Cahermore ringfort or sometimes Caher Mór or "Ballyallaban stone fort" is a ringfort south of Ballyvaughan in the Burren area, in County Clare, Ireland. It is a National Monument.

==Location==
The fort lies right next to the R480 road between the village of Ballyvaughan and Leamaneh Castle. It is located in the townland of Ballyallaban in the civil parish of Rathborney.

==Description==
The walls are up to 9 feet thick and 9 feet high, with two faces of large, well-fitted blocks with rubble filled in between. The lintel and building remains inside the fort are considered late medieval features. Next to the entryway are guard chambers, which could indicate that the former inhabitants were of high status.

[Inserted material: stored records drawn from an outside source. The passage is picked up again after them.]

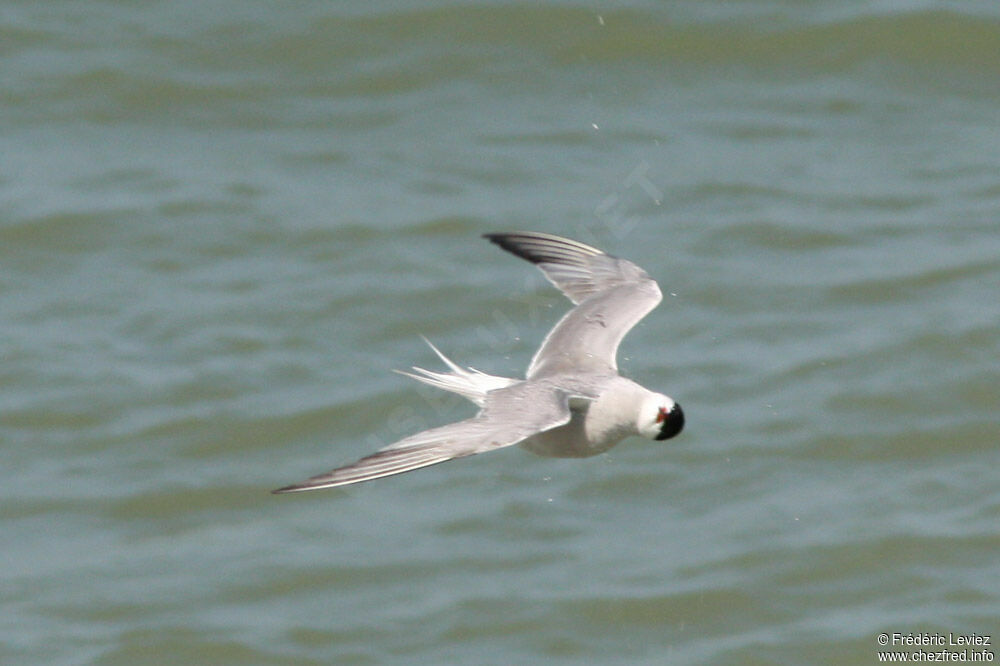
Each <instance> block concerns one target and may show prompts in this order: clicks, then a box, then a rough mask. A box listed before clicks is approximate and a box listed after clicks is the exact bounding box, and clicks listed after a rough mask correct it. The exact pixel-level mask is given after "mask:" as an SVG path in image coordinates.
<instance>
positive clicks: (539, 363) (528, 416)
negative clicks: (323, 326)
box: [275, 232, 684, 493]
mask: <svg viewBox="0 0 1000 666" xmlns="http://www.w3.org/2000/svg"><path fill="white" fill-rule="evenodd" d="M486 238H488V239H489V240H491V241H492V242H494V243H496V244H497V245H499V246H500V247H502V248H504V249H505V250H507V251H509V252H511V253H513V254H515V255H517V256H519V257H522V258H524V259H527V260H528V261H531V262H532V263H534V264H536V265H538V266H539V268H541V269H542V271H543V272H544V273H545V276H546V277H547V278H548V279H549V280H550V281H551V282H552V283H553V284H555V285H556V286H557V287H558V288H559V289H560V290H562V291H563V293H565V294H566V296H567V297H569V299H570V300H571V301H573V303H574V304H576V307H575V308H573V309H572V310H570V311H569V312H567V313H566V314H565V315H564V316H563V318H562V319H561V320H560V321H559V323H558V324H556V325H555V327H554V328H553V329H552V330H551V331H550V332H549V334H548V335H547V336H546V338H545V341H544V342H543V343H542V345H541V347H540V348H539V350H538V352H536V354H535V356H534V358H533V359H532V361H531V364H530V365H529V367H528V371H527V373H526V375H525V378H524V379H523V380H518V379H513V378H509V377H498V376H494V375H488V374H486V373H483V372H480V371H478V370H474V369H471V368H469V369H465V368H462V367H460V366H458V365H457V364H455V363H453V362H452V361H451V360H449V359H448V358H447V357H446V356H445V355H444V354H442V353H441V352H440V351H439V350H438V349H437V348H436V347H434V346H433V345H431V348H432V349H433V350H434V352H435V353H436V354H437V355H438V356H439V357H440V358H441V360H442V361H443V362H444V363H445V364H446V365H447V366H448V368H449V370H450V372H446V373H442V372H433V371H430V370H424V369H422V368H413V371H414V372H413V373H409V372H404V373H402V374H405V375H407V376H410V377H412V378H414V379H417V380H419V381H421V382H424V383H426V384H430V385H431V386H435V387H437V388H441V389H444V390H447V391H451V392H454V393H458V394H459V395H462V396H464V397H465V398H467V399H469V400H471V401H472V402H473V403H475V404H476V405H478V406H479V407H480V411H479V413H478V414H477V415H476V416H474V417H472V418H470V419H466V420H464V421H459V422H457V423H452V424H449V425H446V426H441V427H439V428H432V429H430V430H425V431H424V432H421V433H417V434H415V435H412V436H410V437H406V438H404V439H402V440H400V441H399V442H396V443H395V444H392V445H390V446H387V447H385V448H383V449H381V450H379V451H376V452H375V453H373V454H371V455H369V456H366V457H364V458H362V459H360V460H358V461H357V462H355V463H353V464H351V465H347V466H344V467H339V468H337V469H335V470H333V471H331V472H328V473H326V474H321V475H319V476H315V477H312V478H310V479H307V480H306V481H304V482H303V483H300V484H295V485H292V486H286V487H285V488H280V489H278V490H276V491H275V492H279V493H283V492H297V491H304V490H316V489H319V488H331V487H336V486H343V485H347V484H351V483H358V482H361V481H368V480H371V479H376V478H381V477H384V476H391V475H394V474H400V473H402V472H407V471H410V470H413V469H419V468H421V467H427V466H429V465H434V464H437V463H440V462H445V461H446V460H452V459H455V458H462V457H465V456H469V455H472V454H475V453H483V452H486V451H491V450H493V449H497V448H502V447H506V446H511V445H514V444H520V445H521V447H522V448H525V449H527V450H529V451H531V452H533V453H536V454H538V455H543V456H550V457H562V458H584V457H587V456H593V455H597V454H599V453H602V452H604V451H606V450H608V449H609V448H611V447H612V446H614V445H615V444H617V443H618V442H620V441H621V440H622V439H624V438H626V437H629V436H631V435H643V436H646V437H648V438H650V439H657V440H661V439H667V438H669V437H673V436H674V435H676V434H677V433H679V432H680V431H681V429H682V428H683V426H684V413H683V412H682V411H681V409H680V406H679V405H678V404H677V403H676V402H674V401H673V400H672V399H671V398H669V397H667V396H665V395H662V394H659V393H654V392H653V391H650V390H648V389H646V388H644V387H642V386H640V385H639V384H636V383H635V382H633V381H631V380H629V379H626V378H624V377H621V376H620V375H619V374H618V368H617V364H616V361H615V355H616V353H617V349H618V344H619V342H621V339H622V338H623V337H624V336H625V334H626V333H627V332H628V331H629V330H630V329H631V328H632V327H633V326H634V325H635V324H636V323H638V321H639V320H640V319H642V318H643V317H644V316H645V315H646V314H647V313H648V312H649V311H650V310H652V309H653V308H654V307H656V305H657V303H659V302H660V300H661V298H662V295H661V293H660V290H659V287H657V285H656V282H655V281H653V279H652V278H650V277H649V275H647V274H646V272H645V271H643V270H642V269H641V268H639V267H638V266H636V265H635V264H633V263H631V262H629V261H626V260H624V259H619V258H617V257H612V256H611V255H608V254H605V253H603V252H601V251H600V250H598V249H596V248H593V247H590V246H589V245H584V244H583V243H578V242H576V241H572V240H569V239H565V238H560V237H559V236H553V235H550V234H543V233H538V232H513V233H504V234H487V235H486ZM428 344H430V343H429V342H428Z"/></svg>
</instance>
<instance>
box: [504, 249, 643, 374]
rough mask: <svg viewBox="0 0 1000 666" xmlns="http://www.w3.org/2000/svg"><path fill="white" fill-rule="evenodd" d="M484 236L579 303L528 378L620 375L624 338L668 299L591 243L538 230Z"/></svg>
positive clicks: (625, 265)
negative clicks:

The national monument number 648 actually consists of two separate forts: the stone fort of Cahermore and the nearby earthen Ballyallaban ringfort.

==Excavation==
A limited excavation occurred after the lintel stone fell down in the late 1990s. A coin from 1690 was found.

According to the National Monuments Service: "Excavation (Licence no. 99E0506) in this area took place in June 1999 as the entranceway was blocked with rubble and the lintel had fallen across the entrance passage. The excavations revealed that the structures around the entrance were a 14th/15th-century addition to the pre-existing fort. A scallop shell from below the foundations was radiocarbon dated to AD 1308. The lintel was replaced and the entranceway was consolidated in 2001."